# Thee,,, I HATE CYCLEMAN/DIDIER Herf......



## Cycleman (Jan 30, 2006)

Last night I got a message from the "guy"..... says he's in town.... wanta smoke...... I'm like.... bla bla bla.... 
*
GET YOUR ASS OVER HERE!!!!!!!!! *

Didier and his wonderful wife Silvie (SP?)..... dropped buy about 9pm..... and we SMOKED!!!!!!! A couple Cohiba's....... and some Graycliff Double Expresso's.... and had some good booze! (like there's BAD booze?)

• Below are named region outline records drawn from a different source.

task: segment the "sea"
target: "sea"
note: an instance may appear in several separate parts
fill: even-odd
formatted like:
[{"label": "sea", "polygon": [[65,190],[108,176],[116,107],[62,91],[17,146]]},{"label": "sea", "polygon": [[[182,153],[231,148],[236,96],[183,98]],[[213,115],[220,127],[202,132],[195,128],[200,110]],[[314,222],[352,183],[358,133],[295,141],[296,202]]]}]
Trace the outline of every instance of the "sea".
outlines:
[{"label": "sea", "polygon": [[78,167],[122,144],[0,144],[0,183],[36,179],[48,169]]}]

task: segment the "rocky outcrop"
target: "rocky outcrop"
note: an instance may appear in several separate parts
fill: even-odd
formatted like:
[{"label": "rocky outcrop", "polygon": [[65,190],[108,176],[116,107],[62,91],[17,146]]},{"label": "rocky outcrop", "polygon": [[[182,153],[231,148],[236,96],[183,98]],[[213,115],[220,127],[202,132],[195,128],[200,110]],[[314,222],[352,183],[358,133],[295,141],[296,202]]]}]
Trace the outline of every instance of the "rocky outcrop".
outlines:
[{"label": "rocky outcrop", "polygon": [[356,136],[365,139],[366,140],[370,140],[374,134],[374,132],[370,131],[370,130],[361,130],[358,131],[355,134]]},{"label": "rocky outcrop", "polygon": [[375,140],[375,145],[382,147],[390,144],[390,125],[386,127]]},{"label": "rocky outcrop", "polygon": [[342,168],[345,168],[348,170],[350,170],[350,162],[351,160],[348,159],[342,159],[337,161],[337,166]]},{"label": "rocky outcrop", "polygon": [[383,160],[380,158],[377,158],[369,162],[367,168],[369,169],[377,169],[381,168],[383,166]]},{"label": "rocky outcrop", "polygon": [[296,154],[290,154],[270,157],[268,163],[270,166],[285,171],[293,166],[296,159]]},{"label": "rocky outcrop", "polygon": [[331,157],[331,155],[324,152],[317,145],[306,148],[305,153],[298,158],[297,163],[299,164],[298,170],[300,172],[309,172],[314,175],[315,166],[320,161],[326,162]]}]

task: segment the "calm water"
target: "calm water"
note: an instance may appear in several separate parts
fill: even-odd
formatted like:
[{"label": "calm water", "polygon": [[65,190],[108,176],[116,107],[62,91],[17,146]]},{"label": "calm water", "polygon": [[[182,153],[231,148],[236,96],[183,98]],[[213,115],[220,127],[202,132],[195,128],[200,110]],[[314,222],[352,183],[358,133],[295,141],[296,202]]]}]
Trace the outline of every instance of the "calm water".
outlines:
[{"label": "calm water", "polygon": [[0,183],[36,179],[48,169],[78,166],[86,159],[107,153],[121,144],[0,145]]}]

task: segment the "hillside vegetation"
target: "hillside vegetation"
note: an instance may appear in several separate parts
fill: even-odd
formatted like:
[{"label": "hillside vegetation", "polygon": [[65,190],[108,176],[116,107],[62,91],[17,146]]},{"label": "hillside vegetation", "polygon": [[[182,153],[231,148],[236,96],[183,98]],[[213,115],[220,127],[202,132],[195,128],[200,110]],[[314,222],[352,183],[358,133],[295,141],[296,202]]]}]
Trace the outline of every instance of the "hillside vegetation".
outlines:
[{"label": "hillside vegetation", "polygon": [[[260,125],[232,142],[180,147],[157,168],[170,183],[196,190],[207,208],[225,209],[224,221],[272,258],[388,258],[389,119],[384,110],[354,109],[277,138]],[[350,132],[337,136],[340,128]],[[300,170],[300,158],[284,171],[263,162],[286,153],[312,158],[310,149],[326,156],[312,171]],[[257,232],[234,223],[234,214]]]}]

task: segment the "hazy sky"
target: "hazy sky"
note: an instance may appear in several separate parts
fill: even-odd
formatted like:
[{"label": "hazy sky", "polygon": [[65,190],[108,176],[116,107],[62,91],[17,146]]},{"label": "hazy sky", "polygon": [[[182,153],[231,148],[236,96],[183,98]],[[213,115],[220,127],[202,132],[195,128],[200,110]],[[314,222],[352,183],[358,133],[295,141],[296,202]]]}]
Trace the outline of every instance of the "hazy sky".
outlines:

He is having issues getting a hunting gun, so I had picked up an AK for him......



Look how cool he is!!!!

Cigar in mouth........

Pretty flower pot water spout near the gas chamber.... :lol:



NICE WATCHES!!!!!!!!!!





I so freaking hate this guy.......



:smoke:


----------



## buzkirk (Mar 20, 2006)

AWESOME !!!

Look like good time, REALLY, REALLY, wish I could herf with youse guys

Great pics, and GREAT BOTLs.

Hope to see BOTH of you in Nov.







Dider, I have A Very Nice Marlin 30-30 if you still have problems getting one, I'm sure we could work something out.


----------



## anton (Sep 2, 2005)

nice!


----------



## stanthetaxman (Oct 10, 2005)

<waving> Hi, Didier! and Sylvie!


----------



## CRider (May 11, 2007)

Awesome, thanks for posting the pictures Michael! I think that's the first good pics of Didier I've seen :hmm: Pretty wife he's got too!


----------



## Whitefish (Apr 26, 2006)

Man...that makes me miss the smoking porch 

Nice pics!!!


----------



## Acesfull (Dec 9, 2007)

looks like fun... what isnt fun when you live in FL?


----------



## didier (Mar 4, 2007)

Hate you too CM, and now, with my AK-47, be carefull, I know your address.... :twisted:


----------



## Acesfull (Dec 9, 2007)

didier said:


> Hate you too CM, and now, with my AK-47, be carefull, I know your address.... :twisted:


you already blew him up... now a drive by? :lol:


----------



## Python (Dec 3, 2007)

Sweet!

Looks like a great time, thanks for sharing it with us CM!


----------



## didier (Mar 4, 2007)

I really enjoyed this herf. Of course Mike was as crazy as usual, but this is like we like (hate) him. 

See you soon brother !!!

:bitchslap:


----------



## KevinG (Apr 10, 2005)

Sorry for chiming in late. That is so cool that Didier came to visit.

Cool pics.

I'm going to make a post in the advertisements and specials forum:

Special at CM's house: Buy a Graycliff Espresso and a Cohiba, get a free AK-47. Nice!


----------



## randomhero1090 (Jul 10, 2008)

KevinG said:


> Sorry for chiming in late. That is so cool that Didier came to visit.
> 
> Cool pics.
> 
> ...


...what if I buy a Gurkha Titan? Do I get a Desert Eagle .50 cal??? :smile:


----------